Ein Mord. Ein Tatverdächtiger. Die entscheidende Aussage weist Lücken auf. Eine Geschichte wie aus einem Krimi. Bloß dass es kein Krimi ist, sondern ein wahrer Fall. Ein Fall, der in einem der wohl erfolgreichsten Podcasts neu aufgerollt wurde.
Noch immer ist der englischsprachige Podcast weltweit in den Top 10 der iTunes-Charts zu finden, obwohl es schon gut zwei Monate her ist, dass die zwölfte und somit letzte Episode von “Serial“ veröffentlicht wurde. Auch soll die Geschichte, die mit über fünf Millionen Downloads einen Rekord aufgestellt hat, verfilmt werden. Genaueres hierzu ist jedoch noch nicht bekannt.
In der Radioreportage, die als Audiodatei im Internet anhörbar ist, geht Sarah Koenig, Produzentin von “This American Life“ und ehemalige Reporterin der “Baltimore Sun“, Episode für Episode einem vor 15 Jahren geschehenen Mordfall nach.

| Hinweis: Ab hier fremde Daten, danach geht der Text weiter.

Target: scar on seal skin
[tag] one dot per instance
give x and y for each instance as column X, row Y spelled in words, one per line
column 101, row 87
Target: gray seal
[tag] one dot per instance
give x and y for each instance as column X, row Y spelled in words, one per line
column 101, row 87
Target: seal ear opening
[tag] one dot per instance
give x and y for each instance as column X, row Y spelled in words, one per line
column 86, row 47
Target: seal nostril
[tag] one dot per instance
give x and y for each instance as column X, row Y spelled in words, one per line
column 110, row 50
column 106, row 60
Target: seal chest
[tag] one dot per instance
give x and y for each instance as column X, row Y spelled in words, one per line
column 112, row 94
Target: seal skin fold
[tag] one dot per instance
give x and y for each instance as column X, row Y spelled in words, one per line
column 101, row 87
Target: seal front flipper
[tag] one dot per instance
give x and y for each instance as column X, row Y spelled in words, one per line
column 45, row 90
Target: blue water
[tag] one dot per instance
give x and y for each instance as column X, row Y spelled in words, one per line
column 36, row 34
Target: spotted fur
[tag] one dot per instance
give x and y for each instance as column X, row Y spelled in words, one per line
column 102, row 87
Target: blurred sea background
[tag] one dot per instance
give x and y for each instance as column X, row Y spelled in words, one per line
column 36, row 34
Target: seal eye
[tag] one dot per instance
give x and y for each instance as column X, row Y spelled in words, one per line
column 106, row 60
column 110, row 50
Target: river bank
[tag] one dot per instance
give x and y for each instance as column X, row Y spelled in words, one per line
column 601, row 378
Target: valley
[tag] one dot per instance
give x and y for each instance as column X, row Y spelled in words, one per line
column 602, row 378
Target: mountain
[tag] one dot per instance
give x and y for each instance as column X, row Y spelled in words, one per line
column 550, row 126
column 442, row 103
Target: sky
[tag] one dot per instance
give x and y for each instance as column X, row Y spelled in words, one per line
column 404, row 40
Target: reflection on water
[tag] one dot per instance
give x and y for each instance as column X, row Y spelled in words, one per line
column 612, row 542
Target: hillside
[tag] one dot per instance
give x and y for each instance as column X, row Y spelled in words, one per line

Am 13. Januar 1999 verschwindet Hae Min Lee, eine Schülerin der Woodlawn High School in Baltimore County, Maryland, spurlos. Einen Monat später wird sie erwürgt in Leakin Park aufgefunden. Ihr Exfreund, Adnan Syed, wird innerhalb eines Jahres für den Mord zu lebenslanger Haft verurteilt. Der Fall gegen den damals 17-jährigen baut größtenteils auf der Aussage eines Zeugen auf, der berichtete, er habe Adnan dabei geholfen, die Leiche zu vergraben. Doch die Ausführungen weisen Ungereimtheiten auf und der Verurteilte beteuert, nichts mit dem Mord an dem Mädchen zu tun zu haben, kann dies jedoch nicht beweisen.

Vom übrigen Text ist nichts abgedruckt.